«Слышали ли вы или читали ли последнее слово Савченко? Какое у вас впечатление? Может, это и есть та самая в хорошем смысле слова русская баба, которая и коня на скаку, и в избу горящую? В чём вы видите логику этого показательного судилища? Испугать? Но кого?» Второй вопрос от того же Ильи: «Как вы относитесь к роману «Человек, который смеётся»?»
«Человек, который смеётся» — по-моему, лучший роман Гюго. Конечно, он не так масштабен, как «Отверженные», но он лучше написан, он самый интересный. И вы знаете, эта бесконечно долгая глава, где он с девочкой (две жертвы — он, жертва компрачикосов, и девочка брошенная), когда они вместе идут, Гуинплен и девочка, по снежной пустыне — это так страшно, так здорово сделано! Меня, конечно, раздражает в Гюго его стилистическая избыточность, но он с годами в последних вещах стал немножко как-то в этом смысле аккуратнее. И «Девяносто третий год» мне нравится, и нравится мне очень «Человек, который смеётся». Я до сих пор помню, что в большом пятнадцатитомном собрании это были десятый и одиннадцатые тома, и я начал читать Гюго именно с них.
Мне когда-то Иван Киуру — муж Новеллы Матвеевой, очень хороший поэт и человек очень просвещённый, европейски просвещённый — он мне говаривал, что именно Гюго был ориентиром для Толстого (и я потом в этом убедился, подробно сравнивая композицию «Войны и мира» и «Отверженных»). И вообще он говорит: «Да, у Гюго, может быть, плохо местами со вкусом. Да, Гюго избыточен. Да, Гюго слишком пассионарен. Но не забывайте, что, когда вы читаете Гюго, вы воспитываете в себе прекрасные душевные качества. Вот как-то это у него получается». Вас могут раздражать бесконечно длинные отступления про епископа Мириэля, совершенно ненужные. Вас может раздражать это огромное мясо текста, которое на тоненьких рёбрышках фабулы виснет в «Отверженных». Вас могут раздражать его патетические, немножко старомодные, такие традиционно-романтические убеждения. Но просто помните, что, когда вы читаете про Мариуса и Козетту или про Гуинплена, или когда вы читаете у него даже «Наполеона Малого», вы всё равно воспитываете в себе неожиданно прекрасные душевные качества.
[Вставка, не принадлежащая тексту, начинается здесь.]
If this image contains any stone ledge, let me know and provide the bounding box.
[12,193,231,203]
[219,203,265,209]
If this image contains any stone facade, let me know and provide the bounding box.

А может быть, этот словесный избыток и нужен для того, чтобы как-то прошибить скучного читателя?
Когда-то очень хорошо писал кто-то из критиков (кажется, Нея Зоркая, хотя я не убеждён), что вот ставить Гюго, например, в театре — это колоссальная ответственность; если вы не заставите зрителя рыдать, вы его насмешите. И действительно, «Эрнани» или «Король забавляется», или «Рюи Блаз», который был в детстве моей любимой стихотворной пьесой («Мне имя Рюи Блаз! И я простой лакей») — когда это читаешь, это смешно. Но когда об этом вспоминаешь, то всегда почему-то со слезами. Тут действительно есть крайности. Поэтому я люблю иногда безвкусную прозу, если она своей избыточной силой всё-таки действует на какие-то очень тонкие и очень важные читательские нервные окончания. Поэтому мой вам совет (совет ещё от Ивана Киуру): желайте воспитать в себе человека, читайте Гюго.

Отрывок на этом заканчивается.